Let your conduct be without covetousness; be content with such things as you have. For He Himself has said ” I will never leave you nor forsake you.” Hebrews 13:5
Have you ever wanted something that someone else possessed? I myself am not one to keep up with the Jones’. I could care less about the new technology and the new cars, cell phones, fashions, etc. You get the picture. I am perfectly content with what I have. But on the other hand this scripture was still meant for me. With Jesus leading the way, I have been seeking a career in writing. I have my highs and lows but with each step He is forming me to become the person/writer that He desires me to be. But it is when I am in those lows that I find my self in the covetousness state. (That is probably when it occurs the most for others as well) . I am not alone on this writing adventure. He has also led my mom to write as well. He too has placed books upon her life that must be written for His glory. My mom is so awesome. I can’t help but to admire her. I see such strength and determination in her as she researches and writes. She is very knowledgeable and wise. It seems as if she knows where she is going and is achieving things left and right. When I last spoke to her I could feel my frustrations with my own ministry start to overwhelm me. Tears wailed up in my eyes as I tried to figure out, why she seemed to have it all together and why I can’t stop going round and round in circles. Yes, I was experiencing a low in my writing as she was experiencing a high. The Lord was revealing all sorts of things to her, and me well I was in the dark, wanting what my mom had ( Words from the Lord). She reassured me that she too did not have it all together that her thoughts were everywhere. The Lord has predestined us to write and publish books. And with this scripture I am reminded that He will never leave me nor forsake me. His plan for my life although at times parallels to my mom s it will never be the same. I must be content with the words and the direction he has given me and rejoice when momma hears the words meant for her. Lord, help me to be content with the life you have given me!

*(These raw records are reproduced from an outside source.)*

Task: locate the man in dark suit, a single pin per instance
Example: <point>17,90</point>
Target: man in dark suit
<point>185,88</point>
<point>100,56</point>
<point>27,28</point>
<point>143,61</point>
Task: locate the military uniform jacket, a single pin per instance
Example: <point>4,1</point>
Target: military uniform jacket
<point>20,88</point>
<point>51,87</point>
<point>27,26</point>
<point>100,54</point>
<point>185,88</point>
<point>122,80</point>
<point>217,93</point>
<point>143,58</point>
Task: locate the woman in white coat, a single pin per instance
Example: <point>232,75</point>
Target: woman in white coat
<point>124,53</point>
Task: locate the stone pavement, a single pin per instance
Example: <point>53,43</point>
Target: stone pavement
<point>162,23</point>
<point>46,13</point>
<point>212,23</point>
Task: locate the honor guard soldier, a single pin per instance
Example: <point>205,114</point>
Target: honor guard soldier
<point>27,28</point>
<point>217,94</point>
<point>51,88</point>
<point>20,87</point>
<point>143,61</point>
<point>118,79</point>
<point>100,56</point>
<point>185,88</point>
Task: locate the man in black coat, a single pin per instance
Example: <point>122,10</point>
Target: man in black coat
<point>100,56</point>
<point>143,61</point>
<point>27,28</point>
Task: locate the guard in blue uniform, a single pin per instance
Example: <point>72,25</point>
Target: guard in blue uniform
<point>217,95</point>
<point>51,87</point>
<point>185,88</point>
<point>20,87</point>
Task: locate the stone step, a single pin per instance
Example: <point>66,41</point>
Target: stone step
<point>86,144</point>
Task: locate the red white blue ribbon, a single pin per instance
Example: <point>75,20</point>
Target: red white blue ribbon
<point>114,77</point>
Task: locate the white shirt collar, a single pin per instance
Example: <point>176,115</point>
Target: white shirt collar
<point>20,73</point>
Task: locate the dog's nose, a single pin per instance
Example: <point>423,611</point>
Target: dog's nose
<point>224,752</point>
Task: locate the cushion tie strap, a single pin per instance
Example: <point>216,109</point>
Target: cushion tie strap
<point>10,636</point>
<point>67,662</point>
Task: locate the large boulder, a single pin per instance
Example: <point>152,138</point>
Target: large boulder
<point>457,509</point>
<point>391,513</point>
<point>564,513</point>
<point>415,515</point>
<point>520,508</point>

***Please visit my mom s sight. It is wonderful!!
www.terrylynnhughes.wordpress.com
Just Breathe Ministries
A.L Greene
carrie Says: February 28, 2008 at 3:44 pm
hey, you finaaly made it back. If only i could think of something interesting to talk or write. well keep up the good work.
Very Blessed Says: February 29, 2008 at 12:56 am
You may feel like that you are going around in circles and not accomplishing anything for the Lord, but you are. You are learning right now…in training sort of speak… Trust the Lord, He knows what He is doing. It is so easy for us to become so impatient, so easily. It’s so easy for us to get off track. I miss our long conversations because the Lord always reveals some truth to me through your words. Words HE give you and you don’t even realize it. I’m sure the Lord has used you with so many people you just don’t have any idea. Don’t give up! This is your season of stillness. i might be saying the same thing over and over, I don’t know – my eyes are blurry right now so I’m not going to attempt to edit- I’m just writing from my heart. mabye that’s what the Lord wants you to do…just write from your heart. i know for me when I want something to work perfectly i usually screw it up just by trying too hard. does that make sense? It’s when I don’t think about saying something just perfectly that the Lord uses my words or actions for HIM.
I love you girl and I miss you. Do not be afraid. you’ve read journal entries to me in the past that I was just amazed about, never did the Lord give me those insights. you have a gift, He is using you everyday.